Other times the nerve we tap into is much more close-to-home. My story “Don’t Forget the Beignets” is one of the most unapologetically autobiographical “fictions” I’ve ever written and dared publish. In my twenties, I was dating an older man who got arrested by the FBI on a trip to New Orleans; unbeknownst to me, he was involved in a white collar stock scheme. I hadn’t been there for his arrest but easily could have, through another course of events. Not too long after, I wrote about it—imagined myself into the story as Merly, imagined what I might have done suddenly alone in New Orleans and in shock, grappling with to what extent our life together had been a lie. For dramatic weight I made “Alan,” the character based on my ex, the ringleader instead of the fall guy, which also let me explore what his boss’s wife must have gone through, to some extent. I added a fictionalized cousin as an outside voice on the circumstances.
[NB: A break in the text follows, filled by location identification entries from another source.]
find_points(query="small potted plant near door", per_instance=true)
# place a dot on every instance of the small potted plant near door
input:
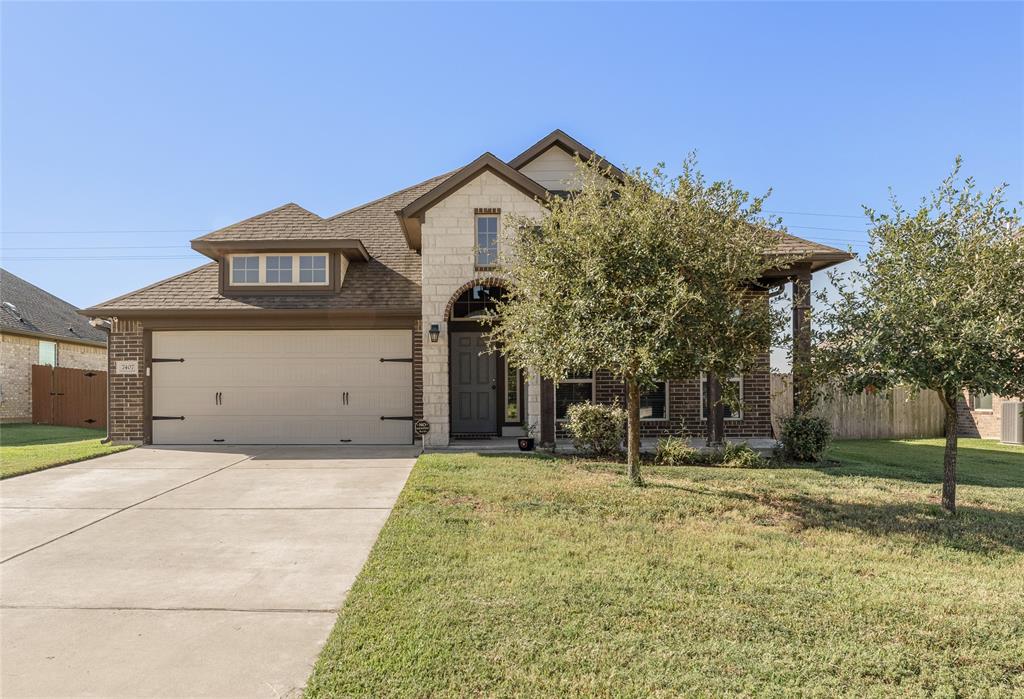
(526, 441)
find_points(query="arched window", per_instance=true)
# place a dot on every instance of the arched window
(476, 302)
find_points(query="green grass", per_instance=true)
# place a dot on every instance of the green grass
(532, 576)
(25, 448)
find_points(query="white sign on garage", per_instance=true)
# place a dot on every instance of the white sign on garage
(282, 387)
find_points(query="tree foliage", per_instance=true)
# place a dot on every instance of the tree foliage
(939, 304)
(650, 277)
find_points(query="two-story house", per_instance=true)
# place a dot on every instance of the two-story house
(350, 329)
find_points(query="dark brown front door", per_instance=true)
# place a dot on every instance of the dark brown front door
(474, 385)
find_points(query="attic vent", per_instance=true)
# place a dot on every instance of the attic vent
(13, 309)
But much of the story remains true—the bail and terms of release, that his arrest happened in New Orleans and the scam occurred when we were living as expats in Costa Rica. I simply had to write my truth, safely behind the third-person mask of a fictional female protagonist.

Publishing the story, I had to do, too. Heartfelt fiction requires an almost dogged honesty; shining a light on the humanity of the situation struck me as essential. What surprised me most in closely rendering such poignant, tense events was the humor that bubbled up—a reminder, perhaps, that even the gravest mistakes and failures of judgment are hardly unforgiveable. Foolishness, when reflected upon, is often just that: funny.

Has anyone ever confronted me about this, been angry or pleased? My ex, after reading the copy of Train Shots I’d sent to him at the federal prison where he’s serving out his sentence, was as excited as other friends and family members about the book. He crops up throughout the collection in different incarnations. He sounded proud and grateful to have played such a role, inadvertently, in the inception of my zany fictions; his copy has been passed around the cell block, the stories read by fellow inmates. And perhaps any contempt he might have for my artistic liberties has paled in significance to what really matters. For his recurrent cancer is back. He may not live to see the other side of prison. Sometimes I’m asked, how can I bring myself to still talk to this man, why bother sending him a copy in prison? Only through reliving the emotional minefield of our lives, sometimes, can we find our way to compassion and forgiveness. Had I not done that for myself, those stories would not exist in his hands nor anyone else’s. What do we write for but to bring about those quietly shattering epiphanies and small delights—for ourselves, for loved ones, for strangers in a cell block?